Bagpiper
- Type: Indian whisky
- Manufacturer: United Spirits Ltd (USL) (Diageo)
- Origin: India
- Introduced: October 1976
- Discontinued: Bagpipes
- Alcohol by volume: 42.8%
- Colour: Brown
- Flavour: Light malty aroma, smooth woody character
- Variants: Bagpiper Bagpiper Gold
- Related products: McDowell's No.1; Director's Special; DSP Black; Royal Challenge; Signature; Antiquity;
- Website: unitedspirits.in/bagpiper

= Bagpiper (whisky) =

Brand of Indian Whisky

Bagpiper is a brand of Indian whisky, manufactured by United Spirits Ltd (USL), a subsidiary of Diageo. It was launched in October 1976. Bagpiper is sold in a square bottle with black and gold packaging design. The company describes the whisky's flavour as "a light malty aroma and a hint of a smooth woody character, owing to the use of malt spirits specifically matured in pre-identified American oak casks". It is similar to a blended whisky flavored with pot still malt whisky, but the neutral spirits used as base are distilled from molasses instead of grain.

The brand uses tamper-proof bottles. It also introduced whisky in Tetra Pak. Bagpiper was the seventh largest selling spirits brand by volume in 2010, according to London-based liquor research firm International Wine & Spirit Research (IWSR). The brand sold 16.92 million cases of 9 litres each that year. It was ranked ninth in the 2009.

Bagpiper is exported to ten countries, including those in the Middle East.

==History==
Bagpiper was launched in 1976 by Herbertsons Limited, which had been acquired by the United Breweries Group in 1973. Herbertsons Limited was merged with several other UB Group-owned companies to form United Spirits Limited in 2006.

In 1993, with Dharmendra as brand ambassador, the brand introduced the slogan of "Khoob Jamega Rang Jab Mil Bhaitenge Teen Yaar. Aap, Mein Aur Bagpiper", and the company continues to use the slogan in its advertising. Bagpiper has had several Bollywood stars as brand ambassadors including Ashok Kumar, Jackie Shroff, Dharmendra, Sunny Deol, Shahrukh Khan and Ajay Devgn.

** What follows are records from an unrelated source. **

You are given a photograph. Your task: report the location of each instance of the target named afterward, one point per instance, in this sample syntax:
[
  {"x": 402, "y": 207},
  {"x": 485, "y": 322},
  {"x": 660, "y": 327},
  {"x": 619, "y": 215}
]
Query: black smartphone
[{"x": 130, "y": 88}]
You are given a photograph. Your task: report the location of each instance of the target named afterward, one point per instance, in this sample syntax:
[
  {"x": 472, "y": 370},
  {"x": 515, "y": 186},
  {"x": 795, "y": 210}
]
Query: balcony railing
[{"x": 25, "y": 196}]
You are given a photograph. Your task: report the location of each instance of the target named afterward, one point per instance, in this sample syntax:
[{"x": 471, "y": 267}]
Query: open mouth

Bagpiper was India's largest selling whisky from 2005 until 2010, when it was overtaken by Officer's Choice, which is manufactured by Allied Blenders & Distillers (ABD).

==Sales==

- 1987: Annual sales of 1 million cases
- 1991: Annual sales of 2 million cases
- 1993: Annual sales of 3 million cases
- 1996: Annual sales of 4 million cases
- 1998: Annual sales of 5 million cases
- 2003: Annual sales of 6 million cases
- 2005: Becomes India's largest selling whisky
- 2006: Annual sales of 10 million cases
- 2008: Annual sales of 15.4 million cases
- 2009: Annual sales of 16.3 million cases.
- 2010: Annual sales of 16.4 million cases.
- 2011: Annual sales of 15.8 million cases.
- 2012: Annual sales of 14 million cases.